Of course, it is difficult for us to see our own reflection.  We assume that all of the problems come from the host culture, and we blame them.  We get angry and frustrated that they are not like us.  We never seem to notice that in wishing that they would be more like us we are wishing them to be angry frustrated people.

If we left the story here, it would be depressing and hopeless, and we would only end up hating everyone in the world (even ourselves).  Yet God did not leave us this way.  He came into our world and experienced human culture.  He died for our sins and He redeemed all of humanity.  Everyone can be saved and redeemed.  “Everyone who calls on the name of the Lord will be saved.” (Joel 2:32)

When I see other cultures, I see the evil.  But I also see the people that God loves.  He came to redeem them, and in each of them there is much good to see.

Last month I visited Greece.  Today I am in Bulgaria.  Tomorrow I will be in Romania.  Each culture is made up of wonderful and flawed people, just like me.

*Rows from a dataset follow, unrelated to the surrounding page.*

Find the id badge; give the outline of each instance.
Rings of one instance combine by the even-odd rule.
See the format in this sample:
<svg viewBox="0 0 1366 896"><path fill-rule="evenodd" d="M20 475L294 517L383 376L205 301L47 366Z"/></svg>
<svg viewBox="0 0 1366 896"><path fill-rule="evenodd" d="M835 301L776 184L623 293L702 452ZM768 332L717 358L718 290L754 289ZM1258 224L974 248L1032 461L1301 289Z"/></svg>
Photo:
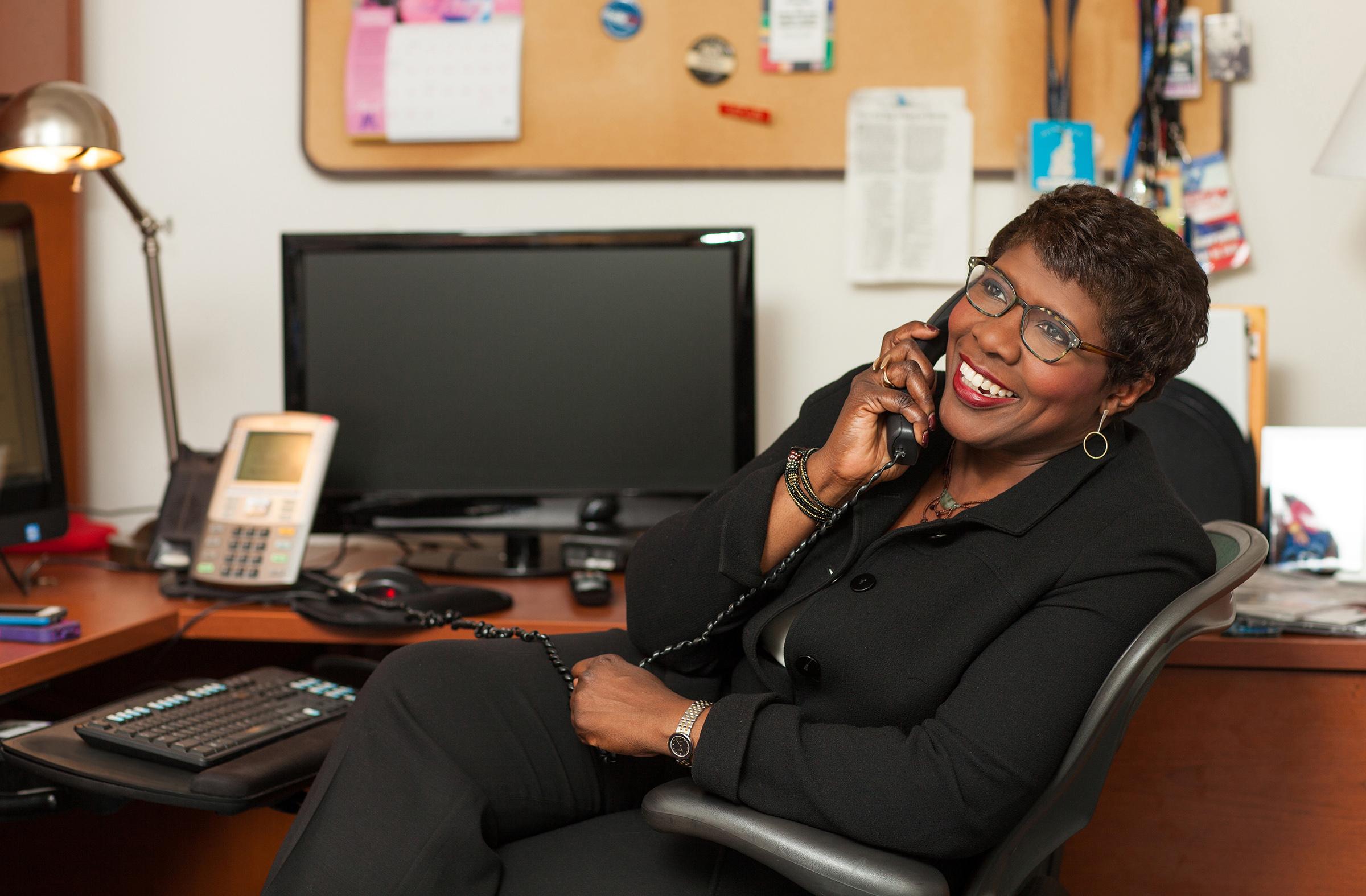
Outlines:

Like me, they are people who do not deserve redemption.
Like me, they are people who do not deserve love.
Yet like me, they are people that Jesus died to save.

When we realize that every single person we ever meet is someone who Jesus came to redeem in the same way He redeemed me, it becomes very difficult to dislike him or his culture.

If we truly believe the good news of undeserved salvation by grace through faith, pride falls away.  Without pride, there is no ethnocentrism, and there is no culture shock.

In Jesus we realize that we are all loved by God even though we deserve wrath.  How can we then turn around and hate others for not being like us?

When we realize that everyone is loved by God, just like we are, it liberates us from our pride, frustration, anger, and hate; and it allows us to love other people and cultures.

Jesus is the cure for culture shock.
Jesus is the cure for ethnocentrism.
Jesus is the cure for racism.

At least He would be if we acted like we really believed.